Like many on both sides of the House, I have been very careful to make the distinction between our quarrel with the Russian state and our position with the Russian people. I echo the heartfelt sympathy voiced by my right hon. Friend the Prime Minister about the horrific fire in the shopping centre in Kemerovo in Siberia, which claimed the lives of scores of people, including children. It is vital to state that our differences have never been with the Russian people, whose artistic, cultural, literary and musical achievements are matchless. Our quarrel, as I say, is with the Kremlin, whose approach is to conjure up the spectre—the turnip ghost, if you like—of foreign enemies to cement domestic support. The idea that Russia or the Russian people are ringed by enemies is totally implausible and untrue. Far from being surrounded by foes, the Russian people are surrounded by friends and admirers such as ourselves who want nothing more than to live in peace with them on the basis of the very international rules that, tragically, their leaders have made it their project to subvert or overthrow.

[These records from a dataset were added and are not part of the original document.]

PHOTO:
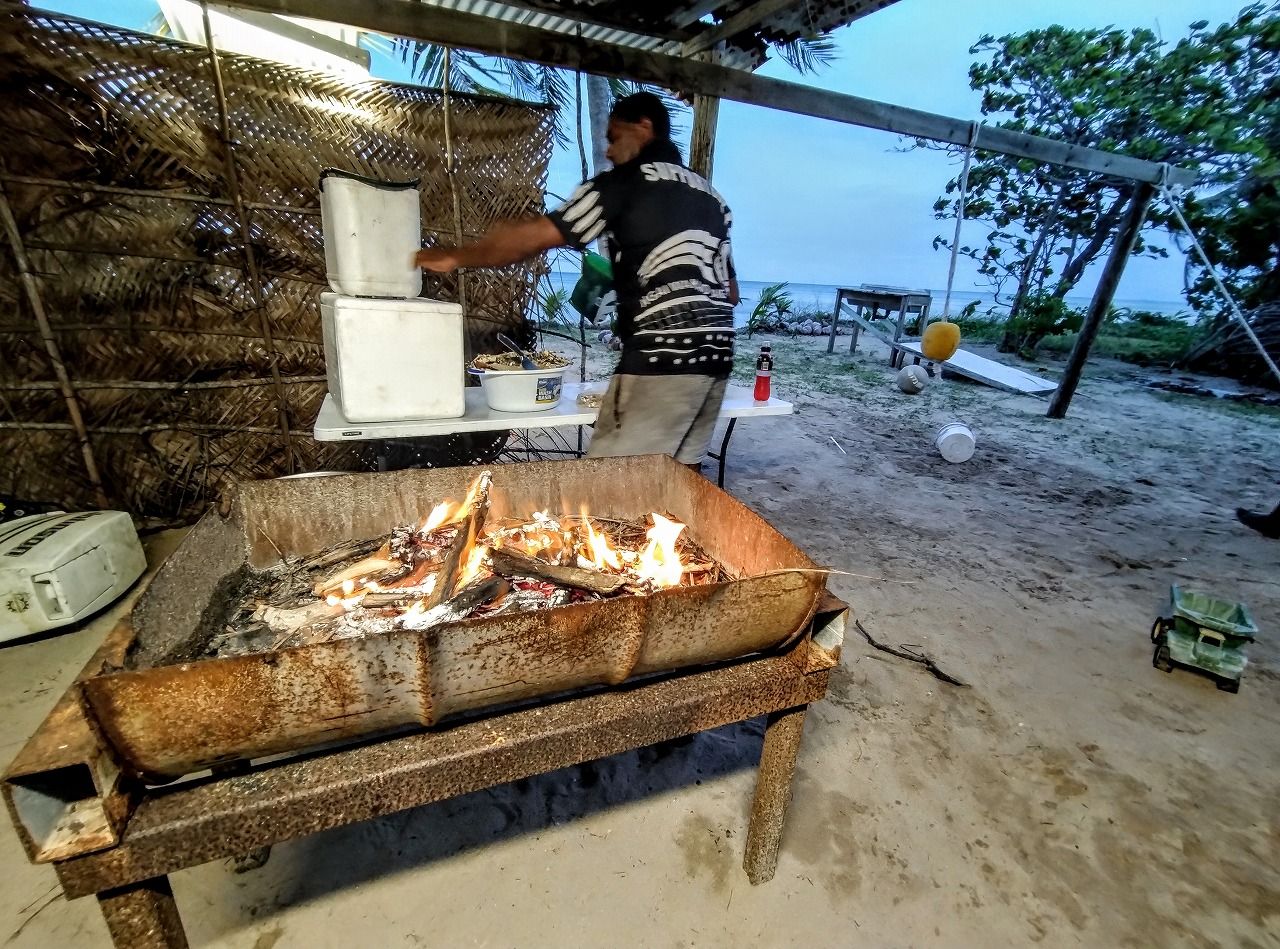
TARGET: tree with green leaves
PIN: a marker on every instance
(1203, 103)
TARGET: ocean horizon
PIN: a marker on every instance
(822, 296)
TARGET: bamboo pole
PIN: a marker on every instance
(85, 384)
(150, 192)
(451, 172)
(156, 328)
(55, 356)
(246, 238)
(1124, 243)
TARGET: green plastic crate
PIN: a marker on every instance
(1194, 611)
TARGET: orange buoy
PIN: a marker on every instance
(941, 341)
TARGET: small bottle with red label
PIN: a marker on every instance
(763, 372)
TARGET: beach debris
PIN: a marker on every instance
(913, 379)
(910, 653)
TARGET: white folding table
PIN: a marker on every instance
(332, 427)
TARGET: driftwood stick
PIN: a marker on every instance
(910, 656)
(369, 566)
(458, 606)
(512, 564)
(460, 551)
(298, 617)
(339, 553)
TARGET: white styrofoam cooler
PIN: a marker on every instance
(389, 360)
(371, 231)
(59, 567)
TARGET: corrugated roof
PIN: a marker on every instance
(664, 26)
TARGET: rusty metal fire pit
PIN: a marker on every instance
(164, 717)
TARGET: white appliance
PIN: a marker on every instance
(371, 231)
(59, 567)
(389, 360)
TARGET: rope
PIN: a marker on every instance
(955, 238)
(1168, 194)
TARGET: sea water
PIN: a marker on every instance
(821, 297)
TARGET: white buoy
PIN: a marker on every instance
(955, 442)
(912, 379)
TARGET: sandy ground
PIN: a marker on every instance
(1072, 797)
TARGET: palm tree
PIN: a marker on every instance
(472, 72)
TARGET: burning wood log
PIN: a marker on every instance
(475, 509)
(458, 606)
(376, 566)
(298, 617)
(338, 553)
(511, 564)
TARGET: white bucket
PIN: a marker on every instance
(370, 232)
(955, 442)
(521, 389)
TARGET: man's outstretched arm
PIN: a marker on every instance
(506, 242)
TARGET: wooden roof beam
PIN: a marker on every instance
(750, 17)
(417, 21)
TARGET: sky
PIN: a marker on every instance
(817, 201)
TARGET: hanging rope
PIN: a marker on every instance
(1171, 200)
(955, 240)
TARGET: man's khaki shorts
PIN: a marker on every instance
(658, 415)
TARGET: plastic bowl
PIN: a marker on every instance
(521, 389)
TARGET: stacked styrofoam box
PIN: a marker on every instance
(389, 354)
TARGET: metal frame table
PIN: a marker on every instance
(332, 427)
(232, 815)
(887, 299)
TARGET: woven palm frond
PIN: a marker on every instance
(195, 360)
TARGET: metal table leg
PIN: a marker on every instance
(723, 452)
(772, 793)
(144, 916)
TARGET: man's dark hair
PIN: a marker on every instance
(644, 105)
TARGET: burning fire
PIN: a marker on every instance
(415, 567)
(438, 516)
(474, 566)
(599, 553)
(659, 561)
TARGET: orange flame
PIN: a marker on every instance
(474, 566)
(659, 561)
(598, 548)
(440, 514)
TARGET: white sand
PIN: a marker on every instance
(1073, 795)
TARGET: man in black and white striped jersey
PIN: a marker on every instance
(667, 235)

As my hon. Friend the Member for Dudley South (Mike Wood) said, the Kremlin has tried to respond to its actions in Salisbury with the usual tactic of concealing the needle of truth in a haystack of lies and obfuscation. The Russian state media have pumped out no fewer than 21 separate theories so far, including some of almost sublime absurdity. They have claimed variously that Britain launched a nerve agent attack on its own soil in order to sabotage the World cup, that America did it to destabilise the world and, most sickeningly and cynically of all, that Sergei Skripal attempted suicide and apparently tried to take the life of his own daughter with him.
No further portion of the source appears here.